= Nine Lights Doctrine =

Political ideology

The Nine Lights Doctrine (Dokuz Işık Doktrini) refers to an ideology introduced by Alparslan Turkeş, the founder of the Nationalist Movement Party (MHP) of Turkey.

== Precepts ==
Each of the lights is presented as a precept "good-for-everybody". The nine lights are as follows:

- Patriotism: (also known as Nationalism) Everything is for the Turkish nation, together with the Turkish nation and according to the Turkish nation, which can be summed up in words, is loyalty to the Turkish nation, love and loyalty and service to the Turkish state.
- Idealism: To adopt Turkishness, pride and consciousness in line with Islamic morals and virtues.
- Morality: The principles of preserving and developing the high existence of the Turkish nation in accordance with its spirit, customs and traditions are called the principles of morality.
- Social mindedness: It is the view that all kinds of activities should be carried out for the benefit of society. It covers two separate sections as social and economic. It accepts property as an economic view, but indicates an opinion that opposes the abuse of property to the detriment of the nation. It envisages a mixed economy and state control of the main strategic economic activities.

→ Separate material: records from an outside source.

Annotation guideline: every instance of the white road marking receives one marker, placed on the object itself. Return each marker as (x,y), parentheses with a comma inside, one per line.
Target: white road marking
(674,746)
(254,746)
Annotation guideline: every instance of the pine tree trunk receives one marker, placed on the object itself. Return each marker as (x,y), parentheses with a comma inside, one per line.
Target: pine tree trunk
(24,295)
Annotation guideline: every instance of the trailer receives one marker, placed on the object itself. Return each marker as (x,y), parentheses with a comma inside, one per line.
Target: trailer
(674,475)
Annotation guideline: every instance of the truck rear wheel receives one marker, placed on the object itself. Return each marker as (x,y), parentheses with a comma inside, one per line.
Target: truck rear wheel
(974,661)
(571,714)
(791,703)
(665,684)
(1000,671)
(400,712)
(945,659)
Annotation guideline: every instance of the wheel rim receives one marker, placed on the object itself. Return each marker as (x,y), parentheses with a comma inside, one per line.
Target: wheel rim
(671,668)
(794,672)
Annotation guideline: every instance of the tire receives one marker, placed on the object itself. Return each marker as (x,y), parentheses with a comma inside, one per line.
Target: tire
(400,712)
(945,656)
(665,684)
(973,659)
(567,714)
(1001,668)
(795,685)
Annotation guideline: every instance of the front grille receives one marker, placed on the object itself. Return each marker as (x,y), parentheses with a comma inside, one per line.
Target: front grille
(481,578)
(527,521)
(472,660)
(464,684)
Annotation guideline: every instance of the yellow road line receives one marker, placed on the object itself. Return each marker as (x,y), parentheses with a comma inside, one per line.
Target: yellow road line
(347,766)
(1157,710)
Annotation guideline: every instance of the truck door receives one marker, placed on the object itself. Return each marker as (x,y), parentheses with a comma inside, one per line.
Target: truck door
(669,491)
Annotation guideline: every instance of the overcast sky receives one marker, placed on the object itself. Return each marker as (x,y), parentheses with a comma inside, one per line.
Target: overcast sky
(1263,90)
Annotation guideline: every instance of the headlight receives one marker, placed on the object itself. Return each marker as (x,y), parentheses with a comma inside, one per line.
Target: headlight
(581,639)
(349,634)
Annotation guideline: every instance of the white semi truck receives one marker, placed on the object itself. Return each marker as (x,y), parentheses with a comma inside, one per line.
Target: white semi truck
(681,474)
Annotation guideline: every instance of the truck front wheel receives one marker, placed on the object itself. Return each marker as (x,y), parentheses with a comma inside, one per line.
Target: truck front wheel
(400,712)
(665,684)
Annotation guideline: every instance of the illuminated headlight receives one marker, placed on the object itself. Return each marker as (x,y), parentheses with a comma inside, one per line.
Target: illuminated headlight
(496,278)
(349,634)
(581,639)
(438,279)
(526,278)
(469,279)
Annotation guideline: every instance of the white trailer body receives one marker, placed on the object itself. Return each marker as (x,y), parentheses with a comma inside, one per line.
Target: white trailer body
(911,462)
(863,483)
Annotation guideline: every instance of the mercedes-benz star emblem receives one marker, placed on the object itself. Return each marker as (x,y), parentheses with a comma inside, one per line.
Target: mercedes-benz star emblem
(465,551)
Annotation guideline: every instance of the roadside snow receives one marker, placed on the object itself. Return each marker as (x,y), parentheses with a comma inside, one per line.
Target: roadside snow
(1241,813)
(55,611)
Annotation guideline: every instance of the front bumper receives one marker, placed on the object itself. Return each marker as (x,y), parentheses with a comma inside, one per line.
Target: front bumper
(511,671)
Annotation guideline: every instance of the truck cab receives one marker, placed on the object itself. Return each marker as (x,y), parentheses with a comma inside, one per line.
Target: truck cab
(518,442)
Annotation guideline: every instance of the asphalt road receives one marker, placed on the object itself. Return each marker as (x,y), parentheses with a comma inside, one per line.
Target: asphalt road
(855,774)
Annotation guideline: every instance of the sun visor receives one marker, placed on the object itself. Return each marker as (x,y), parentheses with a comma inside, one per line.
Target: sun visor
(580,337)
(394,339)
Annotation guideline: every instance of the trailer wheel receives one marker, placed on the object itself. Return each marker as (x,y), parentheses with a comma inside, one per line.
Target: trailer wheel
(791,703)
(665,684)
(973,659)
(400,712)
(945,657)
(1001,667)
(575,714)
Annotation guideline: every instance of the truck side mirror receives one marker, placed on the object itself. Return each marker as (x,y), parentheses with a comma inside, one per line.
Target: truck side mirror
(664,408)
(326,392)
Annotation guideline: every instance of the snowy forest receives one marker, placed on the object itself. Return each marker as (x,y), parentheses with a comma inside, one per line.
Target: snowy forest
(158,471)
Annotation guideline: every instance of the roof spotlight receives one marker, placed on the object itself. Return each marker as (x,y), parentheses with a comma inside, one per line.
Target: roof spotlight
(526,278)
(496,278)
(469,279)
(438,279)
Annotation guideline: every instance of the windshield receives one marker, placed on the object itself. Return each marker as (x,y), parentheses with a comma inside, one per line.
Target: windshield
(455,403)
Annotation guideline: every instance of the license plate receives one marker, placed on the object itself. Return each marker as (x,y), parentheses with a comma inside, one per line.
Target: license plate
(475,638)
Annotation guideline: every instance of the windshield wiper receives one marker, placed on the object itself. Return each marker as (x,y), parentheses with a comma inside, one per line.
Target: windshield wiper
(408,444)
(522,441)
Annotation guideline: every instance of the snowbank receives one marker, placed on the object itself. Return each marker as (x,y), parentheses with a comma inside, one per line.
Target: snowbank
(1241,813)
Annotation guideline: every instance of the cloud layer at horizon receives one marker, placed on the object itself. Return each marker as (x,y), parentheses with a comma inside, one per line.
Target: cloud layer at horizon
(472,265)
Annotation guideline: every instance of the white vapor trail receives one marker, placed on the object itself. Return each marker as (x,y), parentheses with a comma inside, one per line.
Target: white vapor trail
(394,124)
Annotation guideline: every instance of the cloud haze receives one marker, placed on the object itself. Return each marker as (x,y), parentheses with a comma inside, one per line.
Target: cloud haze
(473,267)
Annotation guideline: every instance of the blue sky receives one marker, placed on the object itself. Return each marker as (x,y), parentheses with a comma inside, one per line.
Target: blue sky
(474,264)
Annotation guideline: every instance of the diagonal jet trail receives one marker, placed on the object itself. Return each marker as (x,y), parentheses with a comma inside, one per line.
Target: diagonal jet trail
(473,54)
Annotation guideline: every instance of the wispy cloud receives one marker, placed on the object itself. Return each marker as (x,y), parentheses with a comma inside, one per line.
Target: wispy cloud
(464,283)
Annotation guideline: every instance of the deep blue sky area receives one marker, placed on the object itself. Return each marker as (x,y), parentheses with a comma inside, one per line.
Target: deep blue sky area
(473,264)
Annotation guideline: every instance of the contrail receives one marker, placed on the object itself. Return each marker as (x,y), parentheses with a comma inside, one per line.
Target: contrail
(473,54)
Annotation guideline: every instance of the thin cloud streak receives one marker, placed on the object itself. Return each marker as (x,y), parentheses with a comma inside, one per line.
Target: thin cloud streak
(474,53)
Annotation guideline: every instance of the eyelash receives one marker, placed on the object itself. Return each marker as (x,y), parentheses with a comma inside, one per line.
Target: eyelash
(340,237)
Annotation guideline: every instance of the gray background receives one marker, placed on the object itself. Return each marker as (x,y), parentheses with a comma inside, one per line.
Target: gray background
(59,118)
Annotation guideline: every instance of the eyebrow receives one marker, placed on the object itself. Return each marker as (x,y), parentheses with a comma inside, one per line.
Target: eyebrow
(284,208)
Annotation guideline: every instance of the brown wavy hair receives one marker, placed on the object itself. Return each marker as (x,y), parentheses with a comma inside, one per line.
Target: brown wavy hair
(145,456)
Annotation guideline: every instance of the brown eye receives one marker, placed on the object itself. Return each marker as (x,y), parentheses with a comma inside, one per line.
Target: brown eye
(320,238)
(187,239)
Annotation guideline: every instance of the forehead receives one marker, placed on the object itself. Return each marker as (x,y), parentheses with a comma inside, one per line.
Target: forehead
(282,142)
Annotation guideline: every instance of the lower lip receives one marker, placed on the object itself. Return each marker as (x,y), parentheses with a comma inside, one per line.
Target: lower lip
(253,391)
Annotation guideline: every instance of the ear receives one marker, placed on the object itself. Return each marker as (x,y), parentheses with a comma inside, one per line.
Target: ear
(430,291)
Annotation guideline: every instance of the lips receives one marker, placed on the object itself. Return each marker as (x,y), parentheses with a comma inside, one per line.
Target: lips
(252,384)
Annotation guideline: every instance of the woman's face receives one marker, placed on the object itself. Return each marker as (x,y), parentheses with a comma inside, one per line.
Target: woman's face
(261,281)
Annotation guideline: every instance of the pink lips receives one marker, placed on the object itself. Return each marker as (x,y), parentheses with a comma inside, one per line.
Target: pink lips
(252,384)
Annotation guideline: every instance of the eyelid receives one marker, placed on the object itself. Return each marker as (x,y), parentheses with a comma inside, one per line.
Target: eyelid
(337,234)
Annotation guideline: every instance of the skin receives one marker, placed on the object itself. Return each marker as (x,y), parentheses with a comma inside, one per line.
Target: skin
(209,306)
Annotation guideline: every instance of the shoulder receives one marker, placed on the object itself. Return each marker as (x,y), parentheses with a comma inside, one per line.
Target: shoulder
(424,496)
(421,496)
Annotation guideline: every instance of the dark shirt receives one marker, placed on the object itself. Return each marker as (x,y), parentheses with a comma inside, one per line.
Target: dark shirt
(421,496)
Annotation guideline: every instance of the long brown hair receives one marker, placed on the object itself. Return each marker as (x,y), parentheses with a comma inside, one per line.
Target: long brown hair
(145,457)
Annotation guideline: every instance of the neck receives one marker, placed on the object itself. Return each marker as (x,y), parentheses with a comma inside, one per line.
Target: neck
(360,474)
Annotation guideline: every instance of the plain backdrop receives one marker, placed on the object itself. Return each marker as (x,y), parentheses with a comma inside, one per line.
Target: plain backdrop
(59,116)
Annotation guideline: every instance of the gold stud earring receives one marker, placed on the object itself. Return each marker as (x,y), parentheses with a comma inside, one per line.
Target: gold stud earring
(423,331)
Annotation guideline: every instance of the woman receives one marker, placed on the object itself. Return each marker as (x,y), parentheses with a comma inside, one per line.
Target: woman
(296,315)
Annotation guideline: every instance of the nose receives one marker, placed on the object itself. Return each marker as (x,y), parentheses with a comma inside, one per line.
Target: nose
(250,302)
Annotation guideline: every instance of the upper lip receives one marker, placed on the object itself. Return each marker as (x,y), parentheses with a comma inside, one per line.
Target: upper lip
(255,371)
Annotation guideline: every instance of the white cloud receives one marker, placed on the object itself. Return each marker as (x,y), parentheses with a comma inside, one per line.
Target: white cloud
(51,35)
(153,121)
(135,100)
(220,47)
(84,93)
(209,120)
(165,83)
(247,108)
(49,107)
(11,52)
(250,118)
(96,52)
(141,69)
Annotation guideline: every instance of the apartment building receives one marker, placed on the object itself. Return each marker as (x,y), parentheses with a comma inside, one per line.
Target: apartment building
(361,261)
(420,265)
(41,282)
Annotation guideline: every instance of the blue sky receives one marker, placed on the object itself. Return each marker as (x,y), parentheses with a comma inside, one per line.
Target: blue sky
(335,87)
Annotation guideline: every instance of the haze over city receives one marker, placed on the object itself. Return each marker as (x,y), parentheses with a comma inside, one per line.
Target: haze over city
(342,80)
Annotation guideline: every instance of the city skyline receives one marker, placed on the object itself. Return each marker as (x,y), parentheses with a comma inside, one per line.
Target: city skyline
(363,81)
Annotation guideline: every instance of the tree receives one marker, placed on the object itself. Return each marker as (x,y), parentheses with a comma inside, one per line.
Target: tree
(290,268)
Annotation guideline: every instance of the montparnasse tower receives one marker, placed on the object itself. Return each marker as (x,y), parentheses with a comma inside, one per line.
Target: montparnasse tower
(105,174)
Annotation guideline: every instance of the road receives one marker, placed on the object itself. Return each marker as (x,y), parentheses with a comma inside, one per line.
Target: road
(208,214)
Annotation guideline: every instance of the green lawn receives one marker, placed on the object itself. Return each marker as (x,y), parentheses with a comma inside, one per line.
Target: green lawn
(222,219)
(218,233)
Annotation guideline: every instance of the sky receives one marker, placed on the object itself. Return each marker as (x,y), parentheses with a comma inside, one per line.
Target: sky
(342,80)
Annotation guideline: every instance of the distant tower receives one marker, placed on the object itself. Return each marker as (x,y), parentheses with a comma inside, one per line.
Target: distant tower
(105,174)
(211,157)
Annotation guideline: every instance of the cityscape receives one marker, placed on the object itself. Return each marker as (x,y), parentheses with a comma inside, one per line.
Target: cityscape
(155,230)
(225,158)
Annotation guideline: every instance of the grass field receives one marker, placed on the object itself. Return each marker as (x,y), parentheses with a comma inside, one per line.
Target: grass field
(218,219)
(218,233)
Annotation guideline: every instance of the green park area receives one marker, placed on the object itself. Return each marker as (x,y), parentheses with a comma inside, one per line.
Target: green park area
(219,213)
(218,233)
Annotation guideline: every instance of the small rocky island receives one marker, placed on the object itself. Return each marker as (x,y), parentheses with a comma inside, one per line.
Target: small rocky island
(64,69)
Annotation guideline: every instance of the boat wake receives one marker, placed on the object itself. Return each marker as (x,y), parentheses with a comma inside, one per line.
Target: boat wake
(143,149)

It accepts the establishment of social justice order, equal opportunity, social security and social assistance organization as a social view.
- Scientific mentality: It is the principle of examining the events and existence with the thought of science by removing prejudices and afterthoughts and making the scientific leader in all kinds of activities to be undertaken.
- Freedom: Personality is related to the personal development of the individual. Personal development reveals the personality of an individual by blending it with the environment and culture in which the individual is located. Liberty means independence and freedom. Independence and freedom are important for the peaceful existence of countries and people.
- Peasant care: It envisages development by combining villages into agricultural cities. It aims to become cooperative in order to save the peasant from the usurers and to provide the loan and other aid they need. In particular, it aims to bring prosperity to the villagers living in the forest region first and foremost. And it foresees investment in the villagers.
- Populism: People and civilisations always develop by wanting and seeking better, more beautiful, more perfect. It is the consciousness of not being content with what one has and always wanting more and making an effort to achieve it. However, in these efforts and efforts, the aim is to rise and progress without breaking away from the history, national identity and roots of the Turkish nation. We accept being with the people towards the people in every work to be done, as an indispensable principle of progress and promotion.
- Industrialisation: For the development of the Turkish nation, it is necessary to industrialize quickly and prepare for the nuclear and space era.

== History ==
The Nine Lights Doctrine was first published in 1965 as a political pamphlet, but by 1978 it evolved into an ideology presented in a book of 672 pages. The nine light doctrine was included into the party program of the Republican Peasants' Nationalist Party in 1967, which later changed its name and evolved into the Nationalist Movement Party (MHP) in 1969. Fikret Eren further elaborated on the Nine Lights Doctrine and explained that the national societalist ideology was different than both socialism and capitalism which he claimed would exploit the majority of the population. He demanded the creation of ten percent farmer villages in Turkey which then would produce for the local population. The membership in workers unions would have to be mandatory, but not under the control of the state.